Article by PBI-Canada

Photo: Peace Brigades International accompanied environmental defenders Sandra Calel (Guatemala), Juan Carlos Flores Solis (Mexico), Andrea Regina Pineda (Honduras) and Ivan Madero Vergel (Colombia).

At the United Nations COP21 climate summit in Paris in December 2015, the world committed to pursuing ways to limit the global temperature increase to 1.5 degrees Celsius above pre-industrial revolution levels.

That year, the global increase had reached 1°C for the first time.

Significantly, the Nationally Determined Contributions (NDCs), the term for carbon emission reductions promised by countries, made at COP21 would likely result in a 3.2°C temperature increase over pre-industrial levels by 2100.

As of this September, following the latest round of NDC submissions, the UN says the world is on the pathway to a 2.7°C increase by the end of the century.

A key objective of the upcoming COP26 summit starting on October 31 is to ramp up ambition on those NDCs to limit the temperature increase to 1.5°C.

In terms of narrowing this ambition gap, Climate Action Tracker noted this month that the NDCs submitted by Canada, Colombia, Mexico, and Indonesia are “highly insufficient” and that those submitted by the European Union, Germany, Switzerland, and the United States are slightly better but still “insufficient”.

Global Witness has noted: “Land and environmental defenders play a vital role in protecting climate-critical forests and ecosystems. When they take a stand against the theft of their land or the destruction of forests, they are increasingly being killed.”

It has also highlighted that on average four land and environmental defenders have been killed every week since the Paris Climate Agreement in December 2015.

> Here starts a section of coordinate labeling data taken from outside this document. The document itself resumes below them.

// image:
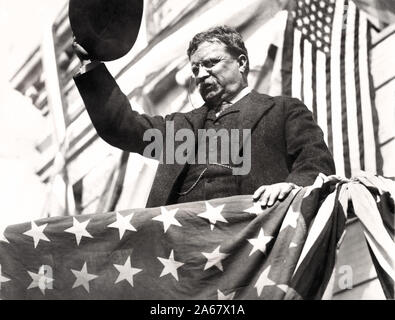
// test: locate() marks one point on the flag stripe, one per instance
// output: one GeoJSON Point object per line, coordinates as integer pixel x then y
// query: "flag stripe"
{"type": "Point", "coordinates": [330, 74]}
{"type": "Point", "coordinates": [314, 83]}
{"type": "Point", "coordinates": [337, 132]}
{"type": "Point", "coordinates": [307, 74]}
{"type": "Point", "coordinates": [346, 152]}
{"type": "Point", "coordinates": [368, 130]}
{"type": "Point", "coordinates": [358, 94]}
{"type": "Point", "coordinates": [321, 93]}
{"type": "Point", "coordinates": [351, 92]}
{"type": "Point", "coordinates": [296, 68]}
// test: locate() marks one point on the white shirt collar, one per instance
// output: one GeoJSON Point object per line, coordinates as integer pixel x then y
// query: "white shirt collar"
{"type": "Point", "coordinates": [240, 95]}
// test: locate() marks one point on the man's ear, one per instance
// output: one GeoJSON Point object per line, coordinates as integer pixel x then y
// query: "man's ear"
{"type": "Point", "coordinates": [242, 61]}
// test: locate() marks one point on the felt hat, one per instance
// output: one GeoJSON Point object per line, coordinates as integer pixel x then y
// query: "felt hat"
{"type": "Point", "coordinates": [107, 29]}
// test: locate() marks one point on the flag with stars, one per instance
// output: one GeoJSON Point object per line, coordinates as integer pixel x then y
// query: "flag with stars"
{"type": "Point", "coordinates": [326, 64]}
{"type": "Point", "coordinates": [221, 249]}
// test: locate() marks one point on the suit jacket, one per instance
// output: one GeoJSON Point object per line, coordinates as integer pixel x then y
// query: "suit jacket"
{"type": "Point", "coordinates": [286, 143]}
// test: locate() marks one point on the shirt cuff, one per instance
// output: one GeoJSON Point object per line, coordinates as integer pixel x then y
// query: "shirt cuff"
{"type": "Point", "coordinates": [87, 67]}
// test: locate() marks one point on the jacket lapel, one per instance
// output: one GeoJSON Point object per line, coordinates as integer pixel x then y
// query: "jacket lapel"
{"type": "Point", "coordinates": [167, 175]}
{"type": "Point", "coordinates": [254, 106]}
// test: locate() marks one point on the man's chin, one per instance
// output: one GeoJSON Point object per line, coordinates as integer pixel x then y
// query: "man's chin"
{"type": "Point", "coordinates": [212, 98]}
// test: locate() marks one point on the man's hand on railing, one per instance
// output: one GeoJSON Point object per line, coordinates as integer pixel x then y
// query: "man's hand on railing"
{"type": "Point", "coordinates": [269, 194]}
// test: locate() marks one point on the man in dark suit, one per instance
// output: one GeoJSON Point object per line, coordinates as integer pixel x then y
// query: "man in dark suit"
{"type": "Point", "coordinates": [287, 146]}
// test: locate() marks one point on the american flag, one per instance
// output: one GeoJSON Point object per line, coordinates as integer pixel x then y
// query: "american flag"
{"type": "Point", "coordinates": [219, 249]}
{"type": "Point", "coordinates": [326, 64]}
{"type": "Point", "coordinates": [223, 249]}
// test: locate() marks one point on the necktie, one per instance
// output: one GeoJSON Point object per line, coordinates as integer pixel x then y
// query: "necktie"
{"type": "Point", "coordinates": [223, 106]}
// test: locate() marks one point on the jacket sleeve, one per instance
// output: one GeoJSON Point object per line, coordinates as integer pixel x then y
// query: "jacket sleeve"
{"type": "Point", "coordinates": [111, 113]}
{"type": "Point", "coordinates": [307, 151]}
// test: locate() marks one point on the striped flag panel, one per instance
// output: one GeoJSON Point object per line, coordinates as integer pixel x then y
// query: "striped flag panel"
{"type": "Point", "coordinates": [326, 65]}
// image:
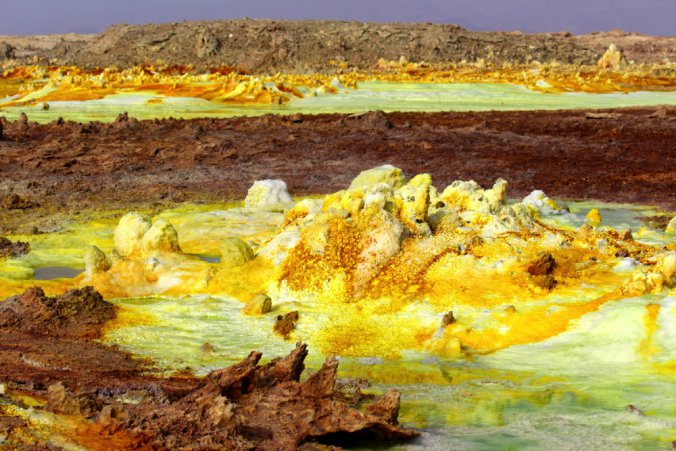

Earlier this month, its ‘Last Line of Defense’ report found that 227 land and environmental defenders had been killed in 2020 for peacefully standing against the destruction of nature. 125 of them, slightly more than half the global total, were killed in Colombia (65), Mexico (30), Honduras (17), and Guatemala (13).

That report warns: “The violence against land and environmental defenders and the climate crisis are intimately connected, and we will not solve one without the other.”

Cognizant of this longstanding issue, the UN Human Rights Council passed this resolution in 2019 that says defenders “must be ensured a safe and enabling environment to undertake their work free from hindrance and insecurity, in recognition of their important role in supporting States to fulfill their obligations under the Paris Agreement.”

Most recently, at the opening of the 48th session of the Human Rights Council on September 13, the UN High Commissioner for Human Rights Michele Bachelet said that in many regions environmental human rights defenders were threatened, harassed, and killed often with complete impunity and that her office would push for more ambitious, rights-based commitments at the COP26 summit.